The äio (pronounced eye-oh) is the Estonian god of dreams. It looks like a sweetly suitable homonymous for a growing start -up, called äio, from that tiny Baltic country that has developed a process to convert agricultural waste such as Sawdust into fats for the food and cosmetics industries.
This process could be one way to reduce the world’s dependence on palm oil, which has become essential to food and cosmetics for its emulsifying and conservative properties. Unfortunately, due to the need for this plant for warm wet climates, this huge industry has also destroyed rain forests and other sensitive ecosystems to pave the way for holdings.
Äio was founded by biotechnology scientists Nemailla Bonturi and Petri-Jaan Lahtvee based on Bonturi’s doctoral research. During her studies, a new germ, a dough strain was invented. Instead of consuming sugar and production of carbon dioxide or alcohol such as bread and beer, this dough consumes sugar and extracts fat molecules. The company will highlight its technology as part of the Battlefield Startup at this year’s TechCrunch, which is running later this month in San Francisco.
Lahtvee was a professor of food and biomedical technology at Estonia Technology University in Estonia and in 2016 he runs his own biotechnology workshop there with Bonturi, his first lease. She brought her the germ with her and worked on the molecule, changing it to be durable enough to build.
As Estonia has a large agricultural base of corn and other food grains, as well as sugar cane and timber, the laboratory studied how sugars produced by these AG waste currents could supply this germ. “We started working on it, developing tools of metabolic engineering,” Lahtvee told TechCrunch. The answer: It could consume these sugars quite well.
The “fat fat profile is very similar to existing fats,” says Lahtvee and, in the form of solid fat, probably “more like chicken fat”. But it is also possible to modify the fermentation process to produce a liquid oil that could make a good alternative to made of made oils such as an oil/cat.
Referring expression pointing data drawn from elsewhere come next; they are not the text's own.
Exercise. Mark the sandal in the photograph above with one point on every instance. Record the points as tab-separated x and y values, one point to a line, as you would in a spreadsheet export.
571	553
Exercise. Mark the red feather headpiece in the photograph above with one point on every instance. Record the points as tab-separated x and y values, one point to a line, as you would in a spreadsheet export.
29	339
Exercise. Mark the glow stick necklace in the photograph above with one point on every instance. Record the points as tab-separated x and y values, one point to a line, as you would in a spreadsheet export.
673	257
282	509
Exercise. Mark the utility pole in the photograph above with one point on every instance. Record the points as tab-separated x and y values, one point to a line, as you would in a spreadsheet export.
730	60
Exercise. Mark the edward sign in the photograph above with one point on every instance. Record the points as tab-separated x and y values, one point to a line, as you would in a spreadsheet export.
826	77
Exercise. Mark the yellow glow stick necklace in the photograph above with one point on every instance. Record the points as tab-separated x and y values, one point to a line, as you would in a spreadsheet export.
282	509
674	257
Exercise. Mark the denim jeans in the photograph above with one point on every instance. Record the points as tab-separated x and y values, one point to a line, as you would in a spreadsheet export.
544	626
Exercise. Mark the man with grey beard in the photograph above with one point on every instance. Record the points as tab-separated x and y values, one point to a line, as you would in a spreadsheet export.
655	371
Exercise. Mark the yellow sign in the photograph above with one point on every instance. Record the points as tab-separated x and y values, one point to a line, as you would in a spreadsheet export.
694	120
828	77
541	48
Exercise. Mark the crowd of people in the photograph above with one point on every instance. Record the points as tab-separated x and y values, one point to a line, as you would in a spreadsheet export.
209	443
In 2022, the founders knew that they had a commercially viable solution and started äio in the hope of raising business business money and creating trade partnerships to bring it to the market. They have raised about $ 7 million so far and, since the establishment, have created methods for the development of precision fermentation products, won the 2024 Baltic Sustainability Award and signed over 100 companies worldwide interested in cooperation, the start.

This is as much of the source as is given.